Leaders from several European countries are holding an emergency meeting to try to close sharp divisions on the migrant crisis in the Balkans.

A draft statement calls on countries to stop waving through migrants without the agreement of their neighbours.

Slovenian PM Miro Cerar warned that the EU would "start falling apart" without concrete action on the crisis.

But his Serbian counterpart Aleksandar Vucic played down the prospects of a deal.

"I'm not sure that we're going to conclude something that will be very helpful immediately," he said, adding he was sure the countries involved would be able to overcome "blame games".

Ten EU and three non-EU states are taking part but the absence of Turkey at the summit has been questioned.

"Today the discussion will be among the countries along the corridor of the refugee flows," said Greek Prime Minister Alexis Tsipras.

"But everybody knows at the end of the corridor there is an entrance."

The draft leaked ahead of the meeting calls for the "gradual and controlled" movement of people through the migration route.

It also proposes to bolster EU patrols at Greece's borders and to send 400 extra guards to Slovenia.

Germany Chancellor Angela Merkel said the refugee crisis could not be solved without the help of Turkey.

Balkan bottlenecks

Hungary closed its border with Croatia last week.
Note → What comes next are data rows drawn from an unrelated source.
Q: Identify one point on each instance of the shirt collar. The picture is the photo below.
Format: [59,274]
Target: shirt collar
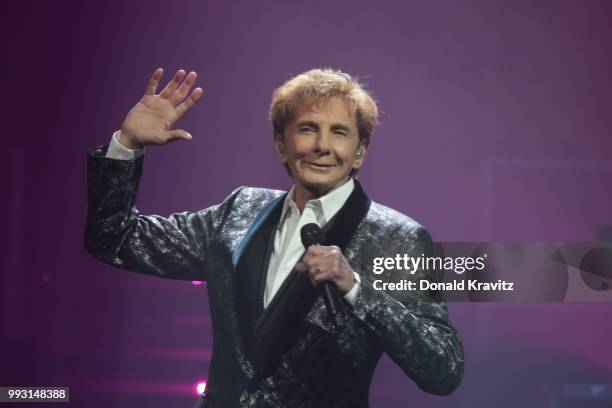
[330,203]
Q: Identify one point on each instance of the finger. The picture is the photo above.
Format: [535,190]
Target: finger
[154,81]
[183,90]
[319,249]
[180,134]
[189,101]
[300,267]
[173,84]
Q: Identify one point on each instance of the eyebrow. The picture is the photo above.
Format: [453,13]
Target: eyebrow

As a result, Slovenia saw 58,000 arrivals in the week leading up to Saturday, and many people are waiting in wet and cold conditions.

"We will not be able to endure this for weeks if we do not get help," said Mr Cerar, arriving for the summit.

The Slovenian government has accused Croatia of deliberately dumping thousands of migrants on the border.

Croatia says it has no choice because Slovenia is allowing far fewer into the country than it should be.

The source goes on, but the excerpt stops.